The appellee offered in evidence an examined and sworn copy of the plat referred to in the deed from Gross. This is now objected to on the ground that it does not show that the plat was ever properly approved by the city council of the city of Chicago, does not show that it was made by any surveyor, does not show that it was acknowledged by the owner of the subdivision or that it was recorded in the recorder’s office of Cook county. The copy was offered for one purpose alone, viz., to show the location of the lots and of the court. None of the objections now urged were made at the time of its introduction, and it is therefore unnecessary to determine whether they would have been good had they been made at that time. Had they been there pointed out, appellee would have had an opportunity to attempt to obviate them, had he desired to pursue that course.

It is also urged that the failure of appellee to offer in evidence the tax deed to appellant is fatal to the decree. The bill described the tax deed which is averred to be a cloud, giving its date, the date when it was recorded and the document number which it bears, and charges that it is null and void. The answer admits that the defendant has derived some interest in the premises by virtue of tax sales and deeds issued thereunder, denies that such deeds are null and void, and the answer then continues: “This defendant says that the tax deeds issued upon the premises or any part thereof described in said bill of complaint, and through or by which this defendant derives title, are in all respects valid and regular * * * and did convey the fee simple title of the premises therein described.” In this state of the pleading, it was unnecessary to offer the tax deed in evidence. We think the answer amounted to an admission of the existence of the tax deed mentioned in the bill.

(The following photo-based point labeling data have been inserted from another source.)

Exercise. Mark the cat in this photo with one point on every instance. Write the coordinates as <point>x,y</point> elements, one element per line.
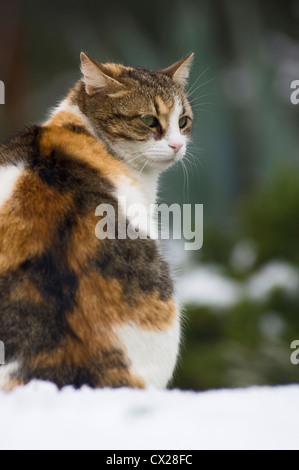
<point>76,310</point>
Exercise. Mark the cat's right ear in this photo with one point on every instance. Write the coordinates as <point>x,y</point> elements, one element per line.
<point>95,76</point>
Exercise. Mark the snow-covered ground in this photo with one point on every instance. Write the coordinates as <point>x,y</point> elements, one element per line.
<point>39,417</point>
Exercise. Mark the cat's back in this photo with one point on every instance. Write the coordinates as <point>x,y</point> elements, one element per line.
<point>75,309</point>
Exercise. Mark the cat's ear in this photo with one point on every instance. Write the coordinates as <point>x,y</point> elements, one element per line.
<point>180,71</point>
<point>96,76</point>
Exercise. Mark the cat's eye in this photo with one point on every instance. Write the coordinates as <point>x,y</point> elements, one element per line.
<point>150,121</point>
<point>183,122</point>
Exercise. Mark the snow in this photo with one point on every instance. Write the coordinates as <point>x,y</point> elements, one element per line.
<point>275,275</point>
<point>208,286</point>
<point>40,417</point>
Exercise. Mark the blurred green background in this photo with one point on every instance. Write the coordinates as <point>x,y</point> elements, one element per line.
<point>241,291</point>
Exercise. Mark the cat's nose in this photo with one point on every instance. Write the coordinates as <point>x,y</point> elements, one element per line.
<point>176,146</point>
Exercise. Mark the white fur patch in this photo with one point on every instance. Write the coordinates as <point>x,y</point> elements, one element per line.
<point>174,135</point>
<point>6,373</point>
<point>66,106</point>
<point>9,176</point>
<point>153,355</point>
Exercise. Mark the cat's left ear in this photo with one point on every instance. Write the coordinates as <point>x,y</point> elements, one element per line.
<point>180,71</point>
<point>97,76</point>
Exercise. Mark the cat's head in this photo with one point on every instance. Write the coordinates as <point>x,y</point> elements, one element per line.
<point>143,116</point>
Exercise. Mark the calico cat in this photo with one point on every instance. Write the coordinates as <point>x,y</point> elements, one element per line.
<point>76,310</point>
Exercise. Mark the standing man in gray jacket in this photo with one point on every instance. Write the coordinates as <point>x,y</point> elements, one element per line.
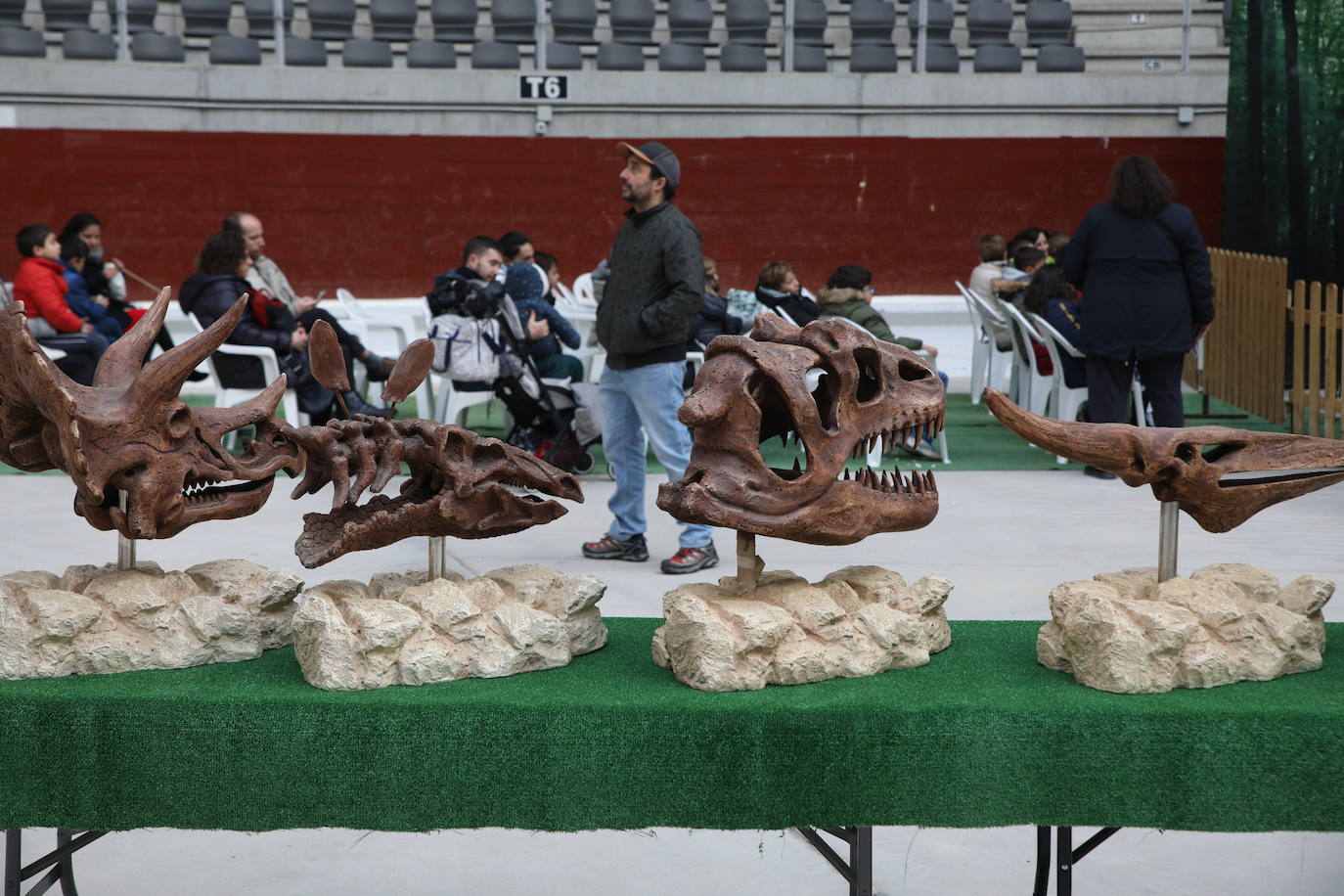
<point>654,291</point>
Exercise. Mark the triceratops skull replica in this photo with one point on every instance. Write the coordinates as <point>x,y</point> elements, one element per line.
<point>130,438</point>
<point>862,391</point>
<point>1218,475</point>
<point>839,392</point>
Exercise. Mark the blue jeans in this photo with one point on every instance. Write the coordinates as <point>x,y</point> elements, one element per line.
<point>644,399</point>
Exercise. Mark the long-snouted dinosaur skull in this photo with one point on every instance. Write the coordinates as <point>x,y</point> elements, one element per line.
<point>834,388</point>
<point>1219,475</point>
<point>460,485</point>
<point>130,435</point>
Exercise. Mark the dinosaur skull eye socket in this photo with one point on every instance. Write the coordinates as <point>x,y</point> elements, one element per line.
<point>179,422</point>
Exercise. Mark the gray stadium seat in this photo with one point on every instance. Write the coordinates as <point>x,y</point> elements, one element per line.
<point>455,21</point>
<point>690,23</point>
<point>261,18</point>
<point>11,14</point>
<point>632,22</point>
<point>1049,22</point>
<point>940,22</point>
<point>491,54</point>
<point>205,18</point>
<point>994,57</point>
<point>872,22</point>
<point>809,58</point>
<point>65,15</point>
<point>514,21</point>
<point>87,45</point>
<point>747,22</point>
<point>430,54</point>
<point>941,58</point>
<point>574,21</point>
<point>563,57</point>
<point>1058,58</point>
<point>140,15</point>
<point>682,57</point>
<point>360,53</point>
<point>331,19</point>
<point>227,50</point>
<point>809,23</point>
<point>988,22</point>
<point>742,57</point>
<point>392,19</point>
<point>305,51</point>
<point>873,58</point>
<point>620,57</point>
<point>22,42</point>
<point>151,46</point>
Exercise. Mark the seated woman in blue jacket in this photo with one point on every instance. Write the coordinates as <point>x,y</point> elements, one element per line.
<point>546,327</point>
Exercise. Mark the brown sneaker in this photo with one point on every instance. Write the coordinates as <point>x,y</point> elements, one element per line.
<point>691,559</point>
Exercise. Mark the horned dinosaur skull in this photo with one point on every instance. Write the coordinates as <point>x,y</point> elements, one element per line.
<point>861,391</point>
<point>460,485</point>
<point>1219,475</point>
<point>130,435</point>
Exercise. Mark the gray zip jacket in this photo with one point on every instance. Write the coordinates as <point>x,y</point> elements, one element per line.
<point>654,291</point>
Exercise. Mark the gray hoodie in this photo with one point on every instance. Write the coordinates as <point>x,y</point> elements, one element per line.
<point>656,289</point>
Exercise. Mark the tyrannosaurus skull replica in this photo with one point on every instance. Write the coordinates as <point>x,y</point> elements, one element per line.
<point>130,437</point>
<point>834,388</point>
<point>1219,475</point>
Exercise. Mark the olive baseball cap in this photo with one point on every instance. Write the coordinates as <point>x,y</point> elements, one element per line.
<point>658,156</point>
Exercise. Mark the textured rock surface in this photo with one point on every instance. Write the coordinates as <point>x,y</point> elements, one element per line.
<point>1125,633</point>
<point>858,621</point>
<point>97,619</point>
<point>402,629</point>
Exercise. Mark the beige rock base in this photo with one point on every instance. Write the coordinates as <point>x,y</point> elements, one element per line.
<point>1125,633</point>
<point>402,629</point>
<point>96,619</point>
<point>858,621</point>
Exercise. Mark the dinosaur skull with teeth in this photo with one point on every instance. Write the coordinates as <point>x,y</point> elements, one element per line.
<point>1219,475</point>
<point>128,441</point>
<point>839,392</point>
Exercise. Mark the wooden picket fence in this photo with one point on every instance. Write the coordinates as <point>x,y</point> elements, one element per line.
<point>1316,398</point>
<point>1245,348</point>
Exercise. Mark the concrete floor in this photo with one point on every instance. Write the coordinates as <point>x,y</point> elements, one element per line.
<point>1005,539</point>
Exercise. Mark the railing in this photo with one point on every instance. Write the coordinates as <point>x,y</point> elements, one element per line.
<point>1243,349</point>
<point>1318,324</point>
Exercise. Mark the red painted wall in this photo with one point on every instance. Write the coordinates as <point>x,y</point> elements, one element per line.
<point>381,215</point>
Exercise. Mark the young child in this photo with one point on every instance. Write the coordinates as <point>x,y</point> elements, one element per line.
<point>74,255</point>
<point>42,289</point>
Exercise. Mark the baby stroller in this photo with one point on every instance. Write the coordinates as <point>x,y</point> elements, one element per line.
<point>556,422</point>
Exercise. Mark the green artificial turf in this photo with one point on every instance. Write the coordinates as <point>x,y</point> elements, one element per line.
<point>981,737</point>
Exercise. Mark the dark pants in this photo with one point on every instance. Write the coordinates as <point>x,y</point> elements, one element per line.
<point>349,344</point>
<point>1109,381</point>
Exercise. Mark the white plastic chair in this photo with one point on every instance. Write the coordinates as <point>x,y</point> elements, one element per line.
<point>226,396</point>
<point>1032,385</point>
<point>985,355</point>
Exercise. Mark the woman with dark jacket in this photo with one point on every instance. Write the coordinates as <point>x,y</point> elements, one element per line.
<point>1148,291</point>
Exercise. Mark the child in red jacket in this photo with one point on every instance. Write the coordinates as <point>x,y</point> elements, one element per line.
<point>42,289</point>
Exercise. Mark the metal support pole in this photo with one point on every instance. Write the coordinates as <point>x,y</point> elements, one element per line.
<point>122,32</point>
<point>539,60</point>
<point>1168,521</point>
<point>125,547</point>
<point>1185,35</point>
<point>435,557</point>
<point>922,36</point>
<point>277,11</point>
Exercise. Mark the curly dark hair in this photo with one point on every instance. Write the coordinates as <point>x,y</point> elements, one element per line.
<point>222,254</point>
<point>1139,187</point>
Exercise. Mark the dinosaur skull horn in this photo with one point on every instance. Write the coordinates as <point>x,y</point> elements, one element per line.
<point>164,375</point>
<point>121,363</point>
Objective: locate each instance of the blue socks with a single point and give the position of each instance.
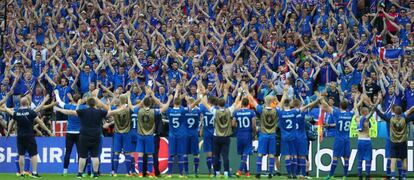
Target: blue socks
(288, 166)
(185, 161)
(388, 172)
(243, 163)
(132, 164)
(368, 167)
(346, 165)
(302, 165)
(170, 164)
(271, 165)
(244, 159)
(180, 163)
(333, 167)
(403, 173)
(16, 161)
(88, 165)
(259, 164)
(116, 163)
(27, 163)
(399, 167)
(196, 162)
(209, 164)
(128, 163)
(293, 162)
(140, 159)
(150, 162)
(359, 167)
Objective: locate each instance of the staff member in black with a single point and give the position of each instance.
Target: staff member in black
(91, 120)
(222, 131)
(26, 142)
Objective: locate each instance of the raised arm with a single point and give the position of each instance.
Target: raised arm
(43, 126)
(66, 112)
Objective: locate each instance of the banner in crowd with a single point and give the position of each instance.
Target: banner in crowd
(51, 156)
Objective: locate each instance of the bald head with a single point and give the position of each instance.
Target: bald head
(269, 100)
(24, 102)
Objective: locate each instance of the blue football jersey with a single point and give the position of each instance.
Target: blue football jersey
(287, 123)
(244, 119)
(192, 119)
(134, 119)
(73, 125)
(208, 119)
(300, 125)
(176, 120)
(343, 122)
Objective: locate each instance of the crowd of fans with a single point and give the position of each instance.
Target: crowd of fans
(340, 47)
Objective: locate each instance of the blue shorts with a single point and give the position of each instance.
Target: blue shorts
(288, 148)
(134, 134)
(192, 141)
(364, 150)
(341, 148)
(267, 143)
(208, 141)
(302, 147)
(177, 145)
(387, 148)
(122, 142)
(145, 144)
(244, 144)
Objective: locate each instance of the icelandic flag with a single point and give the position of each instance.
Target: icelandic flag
(390, 53)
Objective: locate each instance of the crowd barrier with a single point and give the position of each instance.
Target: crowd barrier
(51, 155)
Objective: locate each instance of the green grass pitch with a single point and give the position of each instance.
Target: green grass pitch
(106, 176)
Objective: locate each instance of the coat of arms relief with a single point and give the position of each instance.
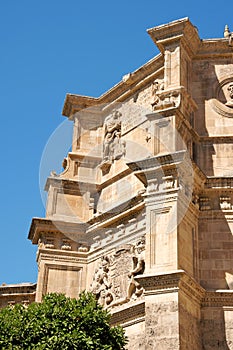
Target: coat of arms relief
(113, 282)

The appellee claims title under a deed from Howard H. Gross and.wife to himself, dated July i, 1901,- and hied for record in the recorder’s office of Cook county, Illinois, on August 15, 1901, which describes the property thereby conveyed as follows: “Lots I, 2, 4 and 5 of H. H. Gross’ subdivision, * * * together with all ways, lights, easements, rights and appurtenances to the said premises or any part thereof belonging or therewith now or heretofore held or enjoyed, reference being specially had to a private alley and court, as shown by a plat of H. H. Gross’ said subdivision, * * * situated in the city of Chicago,” etc. The bill avers that appellee is the owner, seized in fee simple of said lots “1 and 2 and private court south and adjoining same.” The tax deed purports to convey the real estate last described, and the decree finds that appellee is the owner thereof, and adjudges that the tax deed be set aside as a cloud upon his title. The private court in question is connected by a private alley leading south therefrom to Sixty-fifth street. That alley and court are enjoyed in common by appellee and by the owners of lots 6 and 7 in the same subdivision, both of which lots abut on the court. The evidence satisfies us that appellee was properly held to be in possession of lots 1 and 2 and in the enjoyment of an easement in the court; that is, he used the court for ingress and egress to and from his property in common with other persons owning property abutting on that court.

We have frequently held that in a suit to set aside a tax deed as a cloud upon the title, proof that the complainant, at the time the bill was filed was in possession of the property, claiming in good faith to be the owner thereof under a deed purporting to convey the same to him, is sufficient proof of title. (Glos v. Randolph, supra; Glos v. Gleason, supra.) But the deed to appellee in this case does not purport tó convey to him the court in fee simple, nor does the evidence show that he has any possession thereof except such possession as is necessary to enjoy his easement therein. The decree is therefore erroneous in so far as it sets the tax deed aside as to any interest in the court except the interest therein which the deed from Gross to appellee purports to convey.

The decree of the superior court will be affirmed in so far as it affects lots 1 and 2 above mentioned, and in so far as it affects such right, title and interest in the court as the said deed from Gross and wife purports to convey to appellee. As to all right, title and interest in that court which the deed last mentioned does not purport to convey to appellee, the decree is reversed. Each party will be adjudged to pay one-half the costs of this court.

Affirmed in part and reversed in part.